Yom Hashoah 2023
The Shoah has been a lifelong companion.
As far as I remember, the Shoah was in my parents’ eyes, in my father’s rage and helplessness, in my mother’s sad heart.
Sometimes concrete, mostly ambiguous, the grief of lost lives, broken generations, rootlessness and confusion between life and death has been a tutor and a master, a lifelong maze to slowly conquer.
Every step of the way has been a surprise, a discovery, and a blueprint for receiving and sharing healing. Now, just before entering Yom HaShoah, is a good time to look back and reflect.
My first steps in discovering the impact the Shoah had on my life were like walking in the dark. I experienced the experience without knowing or understanding. Terror of police and authority, fainting in packed trains or metro, feeling nausea or intense heaviness in my body.
Therapy did not help. Prayer and meditation some.
When the tools became available, trauma therapy helped. Step by step, patiently waiting for the next layer of pain to rise to my consciousness and allow for it to be processed. Does it sound simple? The “how” did become easier with time. The “why” and the “what” are more of a challenge. I still have the need to find meaning.
Many times, I found the blessing in the dark. Listening and trusting my inner voice: “Go to Bergen Belsen and look for your grandmother’s records”. We knew she died there on May 6 1945, 3 years after being arrested and deported to Auschwitz, 3 weeks after the camp was liberated by the British army and 2 days before the end of the war. I found some of her records and I also, incredibly found her grave after 73 years. The only grave in our Shoah family. My inner voice entered months of dialogue with grandma Bella. And there emerged a sense of restored dignity, of quantic healing, a sense that there is a choice even in those inner and outer abyss-like places.
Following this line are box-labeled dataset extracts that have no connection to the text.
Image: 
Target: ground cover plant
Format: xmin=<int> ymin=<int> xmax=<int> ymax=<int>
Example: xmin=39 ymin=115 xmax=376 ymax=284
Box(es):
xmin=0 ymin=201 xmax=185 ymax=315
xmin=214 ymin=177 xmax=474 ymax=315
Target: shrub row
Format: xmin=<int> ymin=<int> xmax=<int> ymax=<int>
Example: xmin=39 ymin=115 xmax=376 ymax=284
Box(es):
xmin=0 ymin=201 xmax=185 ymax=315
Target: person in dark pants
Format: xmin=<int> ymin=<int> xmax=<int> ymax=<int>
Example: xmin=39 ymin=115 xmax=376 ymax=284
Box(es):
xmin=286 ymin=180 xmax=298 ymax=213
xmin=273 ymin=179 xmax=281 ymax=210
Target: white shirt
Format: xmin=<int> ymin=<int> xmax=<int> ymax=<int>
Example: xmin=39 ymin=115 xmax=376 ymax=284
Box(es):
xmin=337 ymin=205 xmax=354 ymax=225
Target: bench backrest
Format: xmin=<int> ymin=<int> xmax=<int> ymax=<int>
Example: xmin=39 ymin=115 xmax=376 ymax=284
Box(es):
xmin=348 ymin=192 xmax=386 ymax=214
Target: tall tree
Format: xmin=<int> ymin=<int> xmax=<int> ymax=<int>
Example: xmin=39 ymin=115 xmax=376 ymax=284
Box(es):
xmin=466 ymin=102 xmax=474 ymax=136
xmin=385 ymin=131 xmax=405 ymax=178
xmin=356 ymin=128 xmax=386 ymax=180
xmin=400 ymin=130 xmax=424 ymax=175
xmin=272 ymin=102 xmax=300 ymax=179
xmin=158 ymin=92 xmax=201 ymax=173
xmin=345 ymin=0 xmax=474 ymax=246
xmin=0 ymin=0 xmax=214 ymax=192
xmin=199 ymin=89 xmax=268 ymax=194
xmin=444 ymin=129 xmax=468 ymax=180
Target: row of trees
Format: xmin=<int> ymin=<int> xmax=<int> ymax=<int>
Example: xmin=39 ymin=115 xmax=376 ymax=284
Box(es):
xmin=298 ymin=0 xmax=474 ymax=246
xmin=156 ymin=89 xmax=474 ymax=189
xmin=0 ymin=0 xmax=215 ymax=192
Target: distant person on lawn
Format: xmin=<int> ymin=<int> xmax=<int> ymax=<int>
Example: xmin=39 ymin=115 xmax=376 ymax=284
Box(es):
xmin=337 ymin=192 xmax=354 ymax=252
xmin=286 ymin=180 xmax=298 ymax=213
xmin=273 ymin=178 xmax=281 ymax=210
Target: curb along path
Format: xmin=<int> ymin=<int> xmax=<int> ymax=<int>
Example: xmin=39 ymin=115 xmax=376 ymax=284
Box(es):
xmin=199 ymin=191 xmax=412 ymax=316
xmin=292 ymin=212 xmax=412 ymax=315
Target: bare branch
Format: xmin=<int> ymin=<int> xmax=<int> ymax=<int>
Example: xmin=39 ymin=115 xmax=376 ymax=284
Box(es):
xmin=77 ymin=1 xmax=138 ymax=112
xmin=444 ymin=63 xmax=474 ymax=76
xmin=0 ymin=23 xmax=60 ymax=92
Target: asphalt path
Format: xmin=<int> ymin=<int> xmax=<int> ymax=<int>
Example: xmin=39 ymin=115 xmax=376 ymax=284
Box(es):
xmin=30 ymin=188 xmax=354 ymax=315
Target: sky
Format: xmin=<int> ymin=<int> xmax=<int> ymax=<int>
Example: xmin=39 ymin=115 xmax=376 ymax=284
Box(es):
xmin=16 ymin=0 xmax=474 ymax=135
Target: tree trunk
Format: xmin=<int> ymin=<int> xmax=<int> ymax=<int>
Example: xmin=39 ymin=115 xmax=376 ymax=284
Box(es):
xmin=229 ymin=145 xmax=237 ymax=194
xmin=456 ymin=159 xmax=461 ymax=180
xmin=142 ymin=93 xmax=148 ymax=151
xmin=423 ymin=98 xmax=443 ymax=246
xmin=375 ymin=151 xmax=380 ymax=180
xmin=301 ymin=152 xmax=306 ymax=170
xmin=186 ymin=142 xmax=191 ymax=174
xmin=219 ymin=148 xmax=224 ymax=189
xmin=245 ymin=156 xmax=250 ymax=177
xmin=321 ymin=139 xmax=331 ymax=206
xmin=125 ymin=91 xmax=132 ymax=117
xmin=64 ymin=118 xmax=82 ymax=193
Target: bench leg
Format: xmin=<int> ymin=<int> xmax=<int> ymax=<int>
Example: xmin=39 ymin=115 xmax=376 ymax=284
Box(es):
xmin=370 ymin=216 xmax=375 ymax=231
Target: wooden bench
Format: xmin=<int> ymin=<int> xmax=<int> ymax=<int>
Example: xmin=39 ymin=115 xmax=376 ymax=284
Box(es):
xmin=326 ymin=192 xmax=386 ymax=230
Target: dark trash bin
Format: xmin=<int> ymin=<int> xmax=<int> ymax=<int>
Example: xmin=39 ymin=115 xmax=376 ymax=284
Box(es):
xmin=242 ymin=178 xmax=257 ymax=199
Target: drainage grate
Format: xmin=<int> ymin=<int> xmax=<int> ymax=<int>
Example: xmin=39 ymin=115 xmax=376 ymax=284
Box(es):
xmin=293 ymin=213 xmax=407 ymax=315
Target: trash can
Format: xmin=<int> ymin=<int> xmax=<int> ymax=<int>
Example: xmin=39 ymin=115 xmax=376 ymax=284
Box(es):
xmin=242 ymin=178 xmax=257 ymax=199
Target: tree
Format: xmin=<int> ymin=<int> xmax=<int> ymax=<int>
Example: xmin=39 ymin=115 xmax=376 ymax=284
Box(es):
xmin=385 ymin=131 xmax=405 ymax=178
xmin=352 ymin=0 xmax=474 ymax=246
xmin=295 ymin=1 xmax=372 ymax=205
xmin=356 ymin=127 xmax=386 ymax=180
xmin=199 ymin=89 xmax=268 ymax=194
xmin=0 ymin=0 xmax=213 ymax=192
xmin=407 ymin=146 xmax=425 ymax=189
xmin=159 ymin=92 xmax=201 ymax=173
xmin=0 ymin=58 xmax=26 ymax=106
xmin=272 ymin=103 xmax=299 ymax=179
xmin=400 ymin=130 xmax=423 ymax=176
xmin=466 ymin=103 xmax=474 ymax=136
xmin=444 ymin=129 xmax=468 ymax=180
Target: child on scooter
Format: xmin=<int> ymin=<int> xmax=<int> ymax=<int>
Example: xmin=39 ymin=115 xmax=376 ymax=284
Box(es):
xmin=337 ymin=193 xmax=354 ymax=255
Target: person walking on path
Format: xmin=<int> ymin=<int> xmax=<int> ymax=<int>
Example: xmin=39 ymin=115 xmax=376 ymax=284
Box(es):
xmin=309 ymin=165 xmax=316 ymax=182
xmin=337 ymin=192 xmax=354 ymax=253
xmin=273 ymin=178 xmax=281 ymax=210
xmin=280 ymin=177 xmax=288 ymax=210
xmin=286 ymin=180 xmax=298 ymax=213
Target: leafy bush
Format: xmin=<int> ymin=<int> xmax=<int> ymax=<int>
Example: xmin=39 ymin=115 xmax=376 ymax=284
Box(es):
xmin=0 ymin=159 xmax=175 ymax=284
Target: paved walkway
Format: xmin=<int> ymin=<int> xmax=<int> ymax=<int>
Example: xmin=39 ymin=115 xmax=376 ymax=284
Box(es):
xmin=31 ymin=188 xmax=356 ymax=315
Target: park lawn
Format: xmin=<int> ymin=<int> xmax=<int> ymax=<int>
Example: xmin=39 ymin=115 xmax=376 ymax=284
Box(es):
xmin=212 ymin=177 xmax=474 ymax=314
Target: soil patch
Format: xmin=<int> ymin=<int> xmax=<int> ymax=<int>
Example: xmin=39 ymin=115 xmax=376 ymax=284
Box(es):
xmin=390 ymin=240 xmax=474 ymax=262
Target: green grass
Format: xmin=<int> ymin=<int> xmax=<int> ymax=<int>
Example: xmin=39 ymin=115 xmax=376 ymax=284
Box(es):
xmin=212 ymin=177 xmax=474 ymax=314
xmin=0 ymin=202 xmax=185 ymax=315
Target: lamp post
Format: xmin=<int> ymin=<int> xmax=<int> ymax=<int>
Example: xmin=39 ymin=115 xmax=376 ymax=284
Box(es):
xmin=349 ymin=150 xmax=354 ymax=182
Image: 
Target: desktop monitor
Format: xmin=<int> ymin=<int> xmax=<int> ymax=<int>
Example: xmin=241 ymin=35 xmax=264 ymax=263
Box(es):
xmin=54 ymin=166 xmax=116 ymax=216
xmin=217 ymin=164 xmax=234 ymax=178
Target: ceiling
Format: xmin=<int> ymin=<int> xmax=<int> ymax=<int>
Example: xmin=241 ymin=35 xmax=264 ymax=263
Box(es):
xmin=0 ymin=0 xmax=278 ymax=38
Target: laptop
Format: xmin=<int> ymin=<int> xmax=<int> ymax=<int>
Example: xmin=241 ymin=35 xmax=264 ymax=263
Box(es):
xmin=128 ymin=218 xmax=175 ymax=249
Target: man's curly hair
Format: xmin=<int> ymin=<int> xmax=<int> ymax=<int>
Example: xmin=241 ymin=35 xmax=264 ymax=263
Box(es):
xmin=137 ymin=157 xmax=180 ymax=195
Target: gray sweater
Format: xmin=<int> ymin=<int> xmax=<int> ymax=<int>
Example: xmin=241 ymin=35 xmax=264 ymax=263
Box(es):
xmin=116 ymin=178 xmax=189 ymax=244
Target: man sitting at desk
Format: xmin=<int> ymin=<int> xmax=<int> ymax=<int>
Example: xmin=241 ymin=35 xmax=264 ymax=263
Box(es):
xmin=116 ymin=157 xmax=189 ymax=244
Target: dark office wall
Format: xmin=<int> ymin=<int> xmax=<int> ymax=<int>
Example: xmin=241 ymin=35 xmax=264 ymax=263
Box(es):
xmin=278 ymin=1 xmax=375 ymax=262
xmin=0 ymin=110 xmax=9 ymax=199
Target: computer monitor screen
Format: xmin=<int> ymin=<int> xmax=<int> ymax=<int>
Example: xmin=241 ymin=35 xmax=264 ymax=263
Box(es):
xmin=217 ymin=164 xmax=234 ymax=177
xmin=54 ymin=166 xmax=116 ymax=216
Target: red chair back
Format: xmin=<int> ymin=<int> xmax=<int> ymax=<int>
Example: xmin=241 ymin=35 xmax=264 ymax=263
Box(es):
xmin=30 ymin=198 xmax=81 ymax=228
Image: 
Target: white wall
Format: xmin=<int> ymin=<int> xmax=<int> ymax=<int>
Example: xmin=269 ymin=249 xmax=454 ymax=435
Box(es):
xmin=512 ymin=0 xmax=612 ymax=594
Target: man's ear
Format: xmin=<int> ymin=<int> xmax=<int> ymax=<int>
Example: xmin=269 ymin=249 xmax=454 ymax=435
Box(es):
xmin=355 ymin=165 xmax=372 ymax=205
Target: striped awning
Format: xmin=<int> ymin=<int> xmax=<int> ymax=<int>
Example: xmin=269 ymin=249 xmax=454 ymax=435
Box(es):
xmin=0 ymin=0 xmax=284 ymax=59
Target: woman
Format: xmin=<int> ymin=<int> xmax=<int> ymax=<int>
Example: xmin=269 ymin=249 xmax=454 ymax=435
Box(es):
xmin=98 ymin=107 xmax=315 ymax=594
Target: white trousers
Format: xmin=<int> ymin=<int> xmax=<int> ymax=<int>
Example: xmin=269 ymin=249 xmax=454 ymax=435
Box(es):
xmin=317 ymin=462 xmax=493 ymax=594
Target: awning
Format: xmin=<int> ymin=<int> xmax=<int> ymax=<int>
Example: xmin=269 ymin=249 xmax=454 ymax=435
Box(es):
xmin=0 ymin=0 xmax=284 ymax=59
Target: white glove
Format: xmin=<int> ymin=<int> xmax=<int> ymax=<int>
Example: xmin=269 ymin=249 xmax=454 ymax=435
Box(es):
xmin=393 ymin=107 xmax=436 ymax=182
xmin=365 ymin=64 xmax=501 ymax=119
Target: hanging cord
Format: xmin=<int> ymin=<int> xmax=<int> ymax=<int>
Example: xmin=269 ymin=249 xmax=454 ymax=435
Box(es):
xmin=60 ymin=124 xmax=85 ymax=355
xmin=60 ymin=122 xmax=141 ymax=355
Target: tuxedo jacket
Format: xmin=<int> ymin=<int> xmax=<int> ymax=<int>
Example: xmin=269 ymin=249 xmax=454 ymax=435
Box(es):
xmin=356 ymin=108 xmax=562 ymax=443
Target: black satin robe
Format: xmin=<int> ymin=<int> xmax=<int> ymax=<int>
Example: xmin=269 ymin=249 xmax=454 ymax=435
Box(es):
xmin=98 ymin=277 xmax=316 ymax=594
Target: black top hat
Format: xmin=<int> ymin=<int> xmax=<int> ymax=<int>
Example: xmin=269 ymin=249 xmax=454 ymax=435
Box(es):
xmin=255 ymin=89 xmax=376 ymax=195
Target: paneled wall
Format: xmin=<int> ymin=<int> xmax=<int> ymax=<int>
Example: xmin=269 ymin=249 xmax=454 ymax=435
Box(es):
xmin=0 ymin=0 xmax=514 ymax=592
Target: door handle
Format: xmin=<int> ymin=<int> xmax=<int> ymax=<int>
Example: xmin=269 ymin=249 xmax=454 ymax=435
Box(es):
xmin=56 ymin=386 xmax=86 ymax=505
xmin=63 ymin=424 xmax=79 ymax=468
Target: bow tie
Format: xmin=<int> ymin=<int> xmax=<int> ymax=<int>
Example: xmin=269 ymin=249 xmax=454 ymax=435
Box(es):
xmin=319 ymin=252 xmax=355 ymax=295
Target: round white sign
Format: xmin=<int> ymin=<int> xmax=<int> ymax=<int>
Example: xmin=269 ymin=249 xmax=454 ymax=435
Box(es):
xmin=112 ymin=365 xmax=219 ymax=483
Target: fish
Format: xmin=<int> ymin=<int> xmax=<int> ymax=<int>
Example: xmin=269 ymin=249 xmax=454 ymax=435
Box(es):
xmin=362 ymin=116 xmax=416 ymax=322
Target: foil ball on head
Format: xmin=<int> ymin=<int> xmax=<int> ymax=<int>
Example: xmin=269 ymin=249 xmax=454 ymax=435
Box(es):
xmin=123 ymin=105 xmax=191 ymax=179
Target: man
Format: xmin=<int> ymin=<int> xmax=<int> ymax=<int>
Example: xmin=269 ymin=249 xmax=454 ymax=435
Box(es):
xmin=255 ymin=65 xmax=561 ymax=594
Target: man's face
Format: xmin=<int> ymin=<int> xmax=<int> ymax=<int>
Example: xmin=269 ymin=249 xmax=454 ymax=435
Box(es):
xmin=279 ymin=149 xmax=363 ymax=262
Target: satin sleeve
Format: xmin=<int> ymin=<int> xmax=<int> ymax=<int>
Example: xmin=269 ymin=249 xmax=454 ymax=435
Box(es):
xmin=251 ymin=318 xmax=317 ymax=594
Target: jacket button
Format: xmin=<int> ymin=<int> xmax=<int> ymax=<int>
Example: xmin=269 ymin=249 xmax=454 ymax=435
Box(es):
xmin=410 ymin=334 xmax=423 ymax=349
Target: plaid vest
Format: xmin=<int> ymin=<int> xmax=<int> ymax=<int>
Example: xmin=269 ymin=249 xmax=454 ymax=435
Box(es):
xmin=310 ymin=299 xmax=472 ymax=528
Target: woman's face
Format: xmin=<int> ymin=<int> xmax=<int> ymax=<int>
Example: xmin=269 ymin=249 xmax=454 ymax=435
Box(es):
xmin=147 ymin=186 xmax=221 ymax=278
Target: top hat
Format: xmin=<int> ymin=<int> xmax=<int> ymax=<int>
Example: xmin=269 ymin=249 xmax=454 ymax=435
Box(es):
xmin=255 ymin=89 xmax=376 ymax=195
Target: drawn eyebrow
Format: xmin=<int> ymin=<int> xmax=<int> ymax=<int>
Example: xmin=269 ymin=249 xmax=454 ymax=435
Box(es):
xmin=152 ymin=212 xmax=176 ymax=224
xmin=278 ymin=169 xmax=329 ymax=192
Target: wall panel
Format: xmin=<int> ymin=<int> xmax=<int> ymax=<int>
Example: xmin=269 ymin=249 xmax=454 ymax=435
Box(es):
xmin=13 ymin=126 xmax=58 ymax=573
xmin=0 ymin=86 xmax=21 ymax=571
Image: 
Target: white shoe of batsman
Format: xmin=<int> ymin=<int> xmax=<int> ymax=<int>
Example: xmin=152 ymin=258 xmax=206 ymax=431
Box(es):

Maybe the next step will be to place Stolpersteine stones for my grandparents, uncles and aunts in Paris, where they lived, and where some of them were born. At least for those we know about.
Honoring and respecting their memory is healing, allows us and those around us to become whole again. And the healing impacts everyone involved, reaching our collective consciousness, giving a chance for our world to be whole again.
As the sun is setting, announcing the beginning of Yom HaShoah, my thoughts go to the search for meaning. What if the book of death, as Rabbi Lord Jonathan Sacks called Auschwitz, is there in our individual and collective memory to constantly remind us of the value of Life, and of the need to nurture it, invest in it, and teach it to our children. This way, the book of death becomes a source of hope and light to honor lost Life.